I don't think Bob and I really disagree.  It is ultimately a
semantic issue.  Bulk rotational energy can change.  It can
increase (as in stellar formation) and it can decrease (as in the
transition to a red giant phase or in a supernova.  Furthermore,
when it decreases, some of it *may* end up being converted to what
I would call thermal energy.  Nevertheless, I would still say that
*the* bulk rotational energy of a system cannot be thermalized
without external interactions since, to me, thermalization would
require that it fluctuate around some value that could be
identified as 3/2 kT as with any other thermalized mode of energy
storage involving three degrees of freedom.
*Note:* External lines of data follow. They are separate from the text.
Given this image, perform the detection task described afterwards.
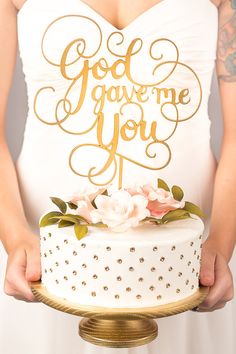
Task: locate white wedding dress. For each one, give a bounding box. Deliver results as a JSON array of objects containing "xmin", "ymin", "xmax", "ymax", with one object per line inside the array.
[{"xmin": 0, "ymin": 0, "xmax": 235, "ymax": 353}]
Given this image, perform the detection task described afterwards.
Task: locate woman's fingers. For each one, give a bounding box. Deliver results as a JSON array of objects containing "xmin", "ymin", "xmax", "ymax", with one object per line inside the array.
[
  {"xmin": 4, "ymin": 245, "xmax": 38, "ymax": 302},
  {"xmin": 199, "ymin": 240, "xmax": 216, "ymax": 286},
  {"xmin": 25, "ymin": 239, "xmax": 41, "ymax": 282},
  {"xmin": 198, "ymin": 251, "xmax": 234, "ymax": 311}
]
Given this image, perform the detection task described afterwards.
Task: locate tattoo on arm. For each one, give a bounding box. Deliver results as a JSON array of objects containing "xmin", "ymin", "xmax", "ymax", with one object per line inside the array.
[{"xmin": 217, "ymin": 0, "xmax": 236, "ymax": 82}]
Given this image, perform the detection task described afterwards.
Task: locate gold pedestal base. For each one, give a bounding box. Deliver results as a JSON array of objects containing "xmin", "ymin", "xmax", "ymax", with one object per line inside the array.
[
  {"xmin": 79, "ymin": 318, "xmax": 158, "ymax": 347},
  {"xmin": 30, "ymin": 281, "xmax": 209, "ymax": 348}
]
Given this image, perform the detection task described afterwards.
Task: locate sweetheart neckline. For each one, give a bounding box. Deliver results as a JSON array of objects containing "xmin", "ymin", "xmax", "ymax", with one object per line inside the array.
[{"xmin": 17, "ymin": 0, "xmax": 218, "ymax": 33}]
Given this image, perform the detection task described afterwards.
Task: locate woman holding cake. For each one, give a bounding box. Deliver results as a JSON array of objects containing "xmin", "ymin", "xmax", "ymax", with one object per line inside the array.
[{"xmin": 0, "ymin": 0, "xmax": 235, "ymax": 353}]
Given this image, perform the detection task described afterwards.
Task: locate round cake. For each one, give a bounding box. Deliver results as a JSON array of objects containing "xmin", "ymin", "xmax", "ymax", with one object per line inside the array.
[{"xmin": 39, "ymin": 215, "xmax": 204, "ymax": 308}]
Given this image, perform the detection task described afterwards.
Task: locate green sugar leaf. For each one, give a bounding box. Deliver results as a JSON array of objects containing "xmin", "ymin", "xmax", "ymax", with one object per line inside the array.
[
  {"xmin": 157, "ymin": 178, "xmax": 170, "ymax": 191},
  {"xmin": 171, "ymin": 185, "xmax": 184, "ymax": 201},
  {"xmin": 162, "ymin": 209, "xmax": 190, "ymax": 222},
  {"xmin": 67, "ymin": 201, "xmax": 78, "ymax": 210},
  {"xmin": 50, "ymin": 197, "xmax": 67, "ymax": 214},
  {"xmin": 58, "ymin": 219, "xmax": 75, "ymax": 228},
  {"xmin": 39, "ymin": 211, "xmax": 63, "ymax": 227},
  {"xmin": 183, "ymin": 201, "xmax": 205, "ymax": 218},
  {"xmin": 74, "ymin": 223, "xmax": 88, "ymax": 240}
]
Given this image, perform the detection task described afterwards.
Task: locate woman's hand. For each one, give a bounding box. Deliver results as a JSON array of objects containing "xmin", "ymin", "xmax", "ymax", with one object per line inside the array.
[
  {"xmin": 3, "ymin": 233, "xmax": 41, "ymax": 302},
  {"xmin": 196, "ymin": 237, "xmax": 234, "ymax": 312}
]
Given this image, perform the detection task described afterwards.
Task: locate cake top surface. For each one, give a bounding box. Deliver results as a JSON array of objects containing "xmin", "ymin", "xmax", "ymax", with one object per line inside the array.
[{"xmin": 41, "ymin": 214, "xmax": 204, "ymax": 246}]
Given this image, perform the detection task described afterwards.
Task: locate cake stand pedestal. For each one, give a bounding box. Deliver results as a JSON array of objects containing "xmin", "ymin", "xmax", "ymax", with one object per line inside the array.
[{"xmin": 29, "ymin": 281, "xmax": 209, "ymax": 348}]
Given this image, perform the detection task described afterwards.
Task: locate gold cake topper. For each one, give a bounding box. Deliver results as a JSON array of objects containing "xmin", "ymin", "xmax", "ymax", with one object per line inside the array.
[{"xmin": 33, "ymin": 15, "xmax": 202, "ymax": 188}]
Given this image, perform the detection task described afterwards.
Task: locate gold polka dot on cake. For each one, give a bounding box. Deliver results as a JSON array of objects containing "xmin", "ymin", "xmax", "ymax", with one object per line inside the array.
[
  {"xmin": 105, "ymin": 266, "xmax": 110, "ymax": 271},
  {"xmin": 151, "ymin": 267, "xmax": 156, "ymax": 272},
  {"xmin": 200, "ymin": 243, "xmax": 203, "ymax": 248},
  {"xmin": 48, "ymin": 232, "xmax": 52, "ymax": 237},
  {"xmin": 64, "ymin": 276, "xmax": 68, "ymax": 280},
  {"xmin": 153, "ymin": 246, "xmax": 158, "ymax": 251},
  {"xmin": 166, "ymin": 283, "xmax": 171, "ymax": 288},
  {"xmin": 73, "ymin": 251, "xmax": 77, "ymax": 256},
  {"xmin": 196, "ymin": 272, "xmax": 199, "ymax": 277},
  {"xmin": 186, "ymin": 279, "xmax": 189, "ymax": 285},
  {"xmin": 117, "ymin": 276, "xmax": 122, "ymax": 281},
  {"xmin": 129, "ymin": 266, "xmax": 134, "ymax": 271},
  {"xmin": 72, "ymin": 270, "xmax": 77, "ymax": 275},
  {"xmin": 103, "ymin": 286, "xmax": 108, "ymax": 291},
  {"xmin": 81, "ymin": 243, "xmax": 86, "ymax": 248},
  {"xmin": 49, "ymin": 268, "xmax": 53, "ymax": 273},
  {"xmin": 192, "ymin": 268, "xmax": 195, "ymax": 273},
  {"xmin": 190, "ymin": 241, "xmax": 194, "ymax": 246},
  {"xmin": 191, "ymin": 285, "xmax": 194, "ymax": 289},
  {"xmin": 44, "ymin": 269, "xmax": 47, "ymax": 273},
  {"xmin": 56, "ymin": 245, "xmax": 60, "ymax": 250},
  {"xmin": 43, "ymin": 253, "xmax": 47, "ymax": 257},
  {"xmin": 82, "ymin": 263, "xmax": 87, "ymax": 268},
  {"xmin": 49, "ymin": 250, "xmax": 53, "ymax": 254},
  {"xmin": 126, "ymin": 287, "xmax": 131, "ymax": 292},
  {"xmin": 136, "ymin": 294, "xmax": 141, "ymax": 299},
  {"xmin": 197, "ymin": 255, "xmax": 200, "ymax": 260},
  {"xmin": 65, "ymin": 260, "xmax": 69, "ymax": 264},
  {"xmin": 93, "ymin": 274, "xmax": 98, "ymax": 279},
  {"xmin": 194, "ymin": 250, "xmax": 197, "ymax": 255},
  {"xmin": 188, "ymin": 261, "xmax": 191, "ymax": 266},
  {"xmin": 139, "ymin": 257, "xmax": 144, "ymax": 263},
  {"xmin": 72, "ymin": 286, "xmax": 76, "ymax": 291},
  {"xmin": 178, "ymin": 272, "xmax": 182, "ymax": 277},
  {"xmin": 55, "ymin": 279, "xmax": 59, "ymax": 284},
  {"xmin": 93, "ymin": 255, "xmax": 98, "ymax": 260},
  {"xmin": 171, "ymin": 246, "xmax": 176, "ymax": 251},
  {"xmin": 156, "ymin": 295, "xmax": 162, "ymax": 300},
  {"xmin": 55, "ymin": 262, "xmax": 59, "ymax": 266},
  {"xmin": 91, "ymin": 291, "xmax": 96, "ymax": 297},
  {"xmin": 115, "ymin": 294, "xmax": 120, "ymax": 299},
  {"xmin": 149, "ymin": 286, "xmax": 155, "ymax": 291},
  {"xmin": 130, "ymin": 247, "xmax": 135, "ymax": 252},
  {"xmin": 158, "ymin": 276, "xmax": 163, "ymax": 281},
  {"xmin": 43, "ymin": 237, "xmax": 46, "ymax": 241},
  {"xmin": 160, "ymin": 257, "xmax": 165, "ymax": 262},
  {"xmin": 117, "ymin": 259, "xmax": 122, "ymax": 264},
  {"xmin": 64, "ymin": 239, "xmax": 68, "ymax": 244},
  {"xmin": 138, "ymin": 277, "xmax": 144, "ymax": 282},
  {"xmin": 106, "ymin": 246, "xmax": 111, "ymax": 251},
  {"xmin": 176, "ymin": 288, "xmax": 180, "ymax": 293},
  {"xmin": 168, "ymin": 266, "xmax": 173, "ymax": 271},
  {"xmin": 180, "ymin": 254, "xmax": 184, "ymax": 259},
  {"xmin": 82, "ymin": 281, "xmax": 86, "ymax": 286}
]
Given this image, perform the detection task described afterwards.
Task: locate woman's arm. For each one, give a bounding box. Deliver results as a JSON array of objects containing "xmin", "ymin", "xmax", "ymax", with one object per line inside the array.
[
  {"xmin": 0, "ymin": 0, "xmax": 40, "ymax": 302},
  {"xmin": 197, "ymin": 0, "xmax": 236, "ymax": 311}
]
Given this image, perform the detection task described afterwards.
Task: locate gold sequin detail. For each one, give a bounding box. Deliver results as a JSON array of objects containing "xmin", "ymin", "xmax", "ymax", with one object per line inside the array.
[
  {"xmin": 194, "ymin": 250, "xmax": 197, "ymax": 255},
  {"xmin": 168, "ymin": 266, "xmax": 173, "ymax": 271},
  {"xmin": 156, "ymin": 295, "xmax": 162, "ymax": 300},
  {"xmin": 160, "ymin": 257, "xmax": 165, "ymax": 262},
  {"xmin": 48, "ymin": 232, "xmax": 52, "ymax": 237},
  {"xmin": 105, "ymin": 266, "xmax": 110, "ymax": 271},
  {"xmin": 138, "ymin": 277, "xmax": 143, "ymax": 282},
  {"xmin": 81, "ymin": 243, "xmax": 86, "ymax": 248},
  {"xmin": 55, "ymin": 279, "xmax": 59, "ymax": 284},
  {"xmin": 188, "ymin": 261, "xmax": 191, "ymax": 266},
  {"xmin": 82, "ymin": 263, "xmax": 87, "ymax": 268},
  {"xmin": 56, "ymin": 245, "xmax": 60, "ymax": 250},
  {"xmin": 158, "ymin": 276, "xmax": 163, "ymax": 281},
  {"xmin": 103, "ymin": 286, "xmax": 108, "ymax": 291},
  {"xmin": 49, "ymin": 268, "xmax": 53, "ymax": 273},
  {"xmin": 129, "ymin": 266, "xmax": 134, "ymax": 271},
  {"xmin": 151, "ymin": 267, "xmax": 156, "ymax": 272},
  {"xmin": 64, "ymin": 276, "xmax": 68, "ymax": 280},
  {"xmin": 190, "ymin": 241, "xmax": 194, "ymax": 246},
  {"xmin": 126, "ymin": 287, "xmax": 131, "ymax": 292},
  {"xmin": 176, "ymin": 288, "xmax": 180, "ymax": 293},
  {"xmin": 130, "ymin": 247, "xmax": 135, "ymax": 252},
  {"xmin": 93, "ymin": 255, "xmax": 98, "ymax": 260},
  {"xmin": 82, "ymin": 281, "xmax": 86, "ymax": 286},
  {"xmin": 72, "ymin": 286, "xmax": 76, "ymax": 291},
  {"xmin": 171, "ymin": 246, "xmax": 176, "ymax": 251},
  {"xmin": 93, "ymin": 274, "xmax": 98, "ymax": 279},
  {"xmin": 72, "ymin": 270, "xmax": 77, "ymax": 275},
  {"xmin": 106, "ymin": 246, "xmax": 111, "ymax": 251},
  {"xmin": 117, "ymin": 276, "xmax": 122, "ymax": 281},
  {"xmin": 139, "ymin": 257, "xmax": 144, "ymax": 263},
  {"xmin": 192, "ymin": 268, "xmax": 195, "ymax": 273},
  {"xmin": 65, "ymin": 260, "xmax": 69, "ymax": 264},
  {"xmin": 49, "ymin": 250, "xmax": 52, "ymax": 254},
  {"xmin": 64, "ymin": 239, "xmax": 68, "ymax": 244},
  {"xmin": 43, "ymin": 253, "xmax": 47, "ymax": 257},
  {"xmin": 55, "ymin": 262, "xmax": 59, "ymax": 266},
  {"xmin": 149, "ymin": 286, "xmax": 155, "ymax": 291},
  {"xmin": 186, "ymin": 279, "xmax": 189, "ymax": 285},
  {"xmin": 73, "ymin": 251, "xmax": 77, "ymax": 256},
  {"xmin": 166, "ymin": 283, "xmax": 171, "ymax": 288},
  {"xmin": 115, "ymin": 294, "xmax": 120, "ymax": 299},
  {"xmin": 180, "ymin": 254, "xmax": 184, "ymax": 259},
  {"xmin": 136, "ymin": 294, "xmax": 141, "ymax": 299},
  {"xmin": 178, "ymin": 272, "xmax": 182, "ymax": 277},
  {"xmin": 91, "ymin": 291, "xmax": 96, "ymax": 297},
  {"xmin": 153, "ymin": 246, "xmax": 158, "ymax": 251},
  {"xmin": 117, "ymin": 259, "xmax": 122, "ymax": 264}
]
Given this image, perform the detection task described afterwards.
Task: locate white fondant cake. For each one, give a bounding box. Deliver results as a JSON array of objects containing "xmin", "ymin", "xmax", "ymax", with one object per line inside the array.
[{"xmin": 40, "ymin": 215, "xmax": 204, "ymax": 308}]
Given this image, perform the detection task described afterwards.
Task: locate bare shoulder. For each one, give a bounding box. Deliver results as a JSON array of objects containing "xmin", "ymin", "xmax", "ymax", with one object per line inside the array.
[{"xmin": 215, "ymin": 0, "xmax": 236, "ymax": 82}]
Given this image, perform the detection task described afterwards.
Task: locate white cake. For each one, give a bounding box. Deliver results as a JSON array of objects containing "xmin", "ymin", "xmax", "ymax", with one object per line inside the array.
[{"xmin": 40, "ymin": 215, "xmax": 204, "ymax": 308}]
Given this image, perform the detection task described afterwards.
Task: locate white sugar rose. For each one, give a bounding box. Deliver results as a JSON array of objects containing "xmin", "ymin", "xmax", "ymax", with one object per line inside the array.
[{"xmin": 90, "ymin": 190, "xmax": 150, "ymax": 232}]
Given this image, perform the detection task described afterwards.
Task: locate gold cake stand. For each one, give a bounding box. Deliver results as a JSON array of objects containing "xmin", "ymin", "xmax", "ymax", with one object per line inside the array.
[{"xmin": 29, "ymin": 281, "xmax": 209, "ymax": 348}]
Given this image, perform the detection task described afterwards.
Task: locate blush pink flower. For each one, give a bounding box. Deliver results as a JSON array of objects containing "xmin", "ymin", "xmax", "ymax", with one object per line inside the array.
[
  {"xmin": 90, "ymin": 190, "xmax": 150, "ymax": 232},
  {"xmin": 67, "ymin": 185, "xmax": 106, "ymax": 223},
  {"xmin": 127, "ymin": 183, "xmax": 185, "ymax": 218}
]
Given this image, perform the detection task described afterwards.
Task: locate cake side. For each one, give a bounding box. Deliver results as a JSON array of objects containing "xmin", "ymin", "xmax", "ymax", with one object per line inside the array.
[{"xmin": 40, "ymin": 216, "xmax": 204, "ymax": 308}]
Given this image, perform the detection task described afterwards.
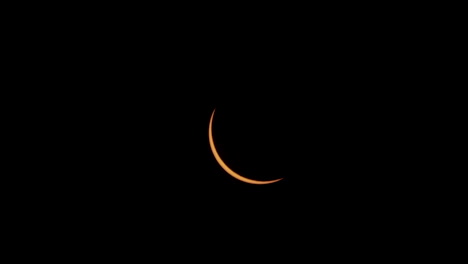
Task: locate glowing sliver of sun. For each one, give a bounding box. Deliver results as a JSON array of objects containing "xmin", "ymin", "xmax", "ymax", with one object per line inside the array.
[{"xmin": 209, "ymin": 109, "xmax": 283, "ymax": 185}]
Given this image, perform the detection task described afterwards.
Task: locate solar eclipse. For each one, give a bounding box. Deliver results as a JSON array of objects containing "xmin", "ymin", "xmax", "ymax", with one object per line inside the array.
[{"xmin": 208, "ymin": 109, "xmax": 283, "ymax": 185}]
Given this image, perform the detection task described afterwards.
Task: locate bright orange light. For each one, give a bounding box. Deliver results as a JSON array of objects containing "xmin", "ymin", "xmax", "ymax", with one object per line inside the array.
[{"xmin": 209, "ymin": 109, "xmax": 282, "ymax": 185}]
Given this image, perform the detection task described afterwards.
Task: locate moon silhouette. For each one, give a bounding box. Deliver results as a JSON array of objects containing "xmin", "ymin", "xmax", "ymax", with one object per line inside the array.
[{"xmin": 209, "ymin": 109, "xmax": 283, "ymax": 185}]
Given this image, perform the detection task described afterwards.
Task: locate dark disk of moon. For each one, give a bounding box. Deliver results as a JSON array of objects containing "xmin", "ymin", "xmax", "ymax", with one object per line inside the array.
[{"xmin": 209, "ymin": 109, "xmax": 283, "ymax": 185}]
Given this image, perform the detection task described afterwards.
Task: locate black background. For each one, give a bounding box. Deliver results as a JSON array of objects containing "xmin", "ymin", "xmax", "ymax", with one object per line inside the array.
[
  {"xmin": 17, "ymin": 7, "xmax": 441, "ymax": 256},
  {"xmin": 52, "ymin": 51, "xmax": 416, "ymax": 244}
]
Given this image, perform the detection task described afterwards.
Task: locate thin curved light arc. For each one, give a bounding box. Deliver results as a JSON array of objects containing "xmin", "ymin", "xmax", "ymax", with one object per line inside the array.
[{"xmin": 209, "ymin": 109, "xmax": 282, "ymax": 185}]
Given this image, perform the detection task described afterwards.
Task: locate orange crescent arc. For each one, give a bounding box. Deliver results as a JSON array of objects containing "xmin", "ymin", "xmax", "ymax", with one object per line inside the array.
[{"xmin": 209, "ymin": 109, "xmax": 282, "ymax": 185}]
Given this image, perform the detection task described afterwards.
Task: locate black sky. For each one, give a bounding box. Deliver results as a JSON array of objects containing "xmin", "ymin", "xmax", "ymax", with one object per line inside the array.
[{"xmin": 23, "ymin": 9, "xmax": 438, "ymax": 254}]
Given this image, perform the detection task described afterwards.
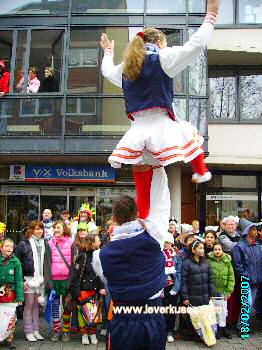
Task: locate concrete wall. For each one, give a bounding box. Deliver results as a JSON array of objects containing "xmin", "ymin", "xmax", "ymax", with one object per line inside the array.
[{"xmin": 207, "ymin": 124, "xmax": 262, "ymax": 165}]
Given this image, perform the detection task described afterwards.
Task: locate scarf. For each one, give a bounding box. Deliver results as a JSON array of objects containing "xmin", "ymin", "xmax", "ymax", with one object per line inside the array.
[
  {"xmin": 145, "ymin": 43, "xmax": 160, "ymax": 55},
  {"xmin": 29, "ymin": 237, "xmax": 45, "ymax": 303}
]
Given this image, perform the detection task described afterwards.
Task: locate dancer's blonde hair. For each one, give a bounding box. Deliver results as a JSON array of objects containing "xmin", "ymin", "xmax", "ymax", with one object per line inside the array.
[{"xmin": 123, "ymin": 28, "xmax": 166, "ymax": 81}]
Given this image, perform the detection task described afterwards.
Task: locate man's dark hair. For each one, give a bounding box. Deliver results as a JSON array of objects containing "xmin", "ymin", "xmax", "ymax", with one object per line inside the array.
[{"xmin": 112, "ymin": 195, "xmax": 137, "ymax": 226}]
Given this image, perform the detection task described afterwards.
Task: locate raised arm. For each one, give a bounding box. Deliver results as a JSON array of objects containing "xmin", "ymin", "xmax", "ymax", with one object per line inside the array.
[
  {"xmin": 159, "ymin": 0, "xmax": 219, "ymax": 78},
  {"xmin": 100, "ymin": 33, "xmax": 123, "ymax": 88}
]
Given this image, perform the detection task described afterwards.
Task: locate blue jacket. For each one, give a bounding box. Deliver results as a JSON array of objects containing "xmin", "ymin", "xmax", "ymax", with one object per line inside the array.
[
  {"xmin": 232, "ymin": 224, "xmax": 262, "ymax": 286},
  {"xmin": 100, "ymin": 228, "xmax": 166, "ymax": 302},
  {"xmin": 122, "ymin": 54, "xmax": 175, "ymax": 120},
  {"xmin": 170, "ymin": 253, "xmax": 183, "ymax": 295}
]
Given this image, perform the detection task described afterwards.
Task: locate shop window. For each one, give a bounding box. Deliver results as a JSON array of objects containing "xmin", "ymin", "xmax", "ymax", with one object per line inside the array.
[
  {"xmin": 206, "ymin": 192, "xmax": 258, "ymax": 225},
  {"xmin": 208, "ymin": 175, "xmax": 257, "ymax": 188},
  {"xmin": 238, "ymin": 0, "xmax": 262, "ymax": 24},
  {"xmin": 209, "ymin": 76, "xmax": 236, "ymax": 119},
  {"xmin": 0, "ymin": 0, "xmax": 69, "ymax": 15},
  {"xmin": 240, "ymin": 73, "xmax": 262, "ymax": 119},
  {"xmin": 71, "ymin": 0, "xmax": 144, "ymax": 13},
  {"xmin": 188, "ymin": 0, "xmax": 206, "ymax": 13}
]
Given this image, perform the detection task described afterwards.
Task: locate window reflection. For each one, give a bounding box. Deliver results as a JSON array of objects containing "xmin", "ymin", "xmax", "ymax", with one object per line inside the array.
[
  {"xmin": 72, "ymin": 0, "xmax": 144, "ymax": 13},
  {"xmin": 209, "ymin": 77, "xmax": 236, "ymax": 119},
  {"xmin": 147, "ymin": 0, "xmax": 185, "ymax": 13},
  {"xmin": 0, "ymin": 0, "xmax": 69, "ymax": 15},
  {"xmin": 239, "ymin": 0, "xmax": 262, "ymax": 24},
  {"xmin": 240, "ymin": 74, "xmax": 262, "ymax": 119},
  {"xmin": 217, "ymin": 0, "xmax": 234, "ymax": 24}
]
> John's reminder that we can connect bulk rotational energy to
> angular momentum about the center of mass is agood one:
> rotational KE = L^2/2I.
>
> I guess I was thinking that thermalization would include
> transfer of bulk rotation about the center of mass into
> rotation of individual components. But if angular momentum is
> conserved (because of no outside interactions) then the total
> L^2/2I doesn't change.

Be careful; the angular momentum can't change, but the rotational
inertia certainly can.

> John is saying this with an equation and Hugh is saying it
> with words.  So I think both are convincing me that
> condensation of rotating matter into a solar system is not a
> thermalization process.

I'd basically agree with that.  More specifically, I'd say that
the condensation of a solar system involves an enormous loss of
gravitational potential energy with lots of it converted to a
still mechanical form (i.e., rotational energy) and at least some
of it converted into thermal form.

> So, is that the key here?  Thermalization is not just the transfer of
> macroscopic motion into microscopic motion... but also requires the
> microscopic motion be random?  If so, I can live with that, but I am not
> sure I was alone in viewing simple transfer from macroscopic to microscopic
> as a thermalization process.

Again I think it is to some extent a matter of semantics.  But on
another issue, I do have a problem with what seems to me to be a
far too casual use of the word "random" in this thread.  Even if
one had a very large ensemble of objects with "randomly" arranged
energies, I would *definitely* not be willing to characterize the
energy as "thermal" unless they had been interacting for a "long
enough" time and had reached "thermal equilibrium." In other
words, thermal energy should require a *very* specific kind of
"randomness"--a Boltzmann distribution.  Another way of saying the
same thing is to say that the energy content in *all* modes should
fluctuate in a way that is compatible with being characterized by
a *single* temperature.

> Wouldn't another criterion for something being "thermalized"
> be whether the process could be reversed?  Once angular
> momentum has distributed itself from the bulk rotation of the
> cloud to rotations of individual planets, can it go back to
> the bulk again?  I guess it can do that when the star goes
> supernova.

Going supernova will radically reduce the bulk rotational energy
at the same time that it radically increases the gravitational
potential energy.  I guess I'm not sure what happens to the
"thermal energy" in the process.  You might suspect that it would
increase, but it certainly isn't necessary.

John Mallinckrodt      mailto:ajm@csupomona.edu
Cal Poly Pomona          http://www.csupomona.edu/~ajm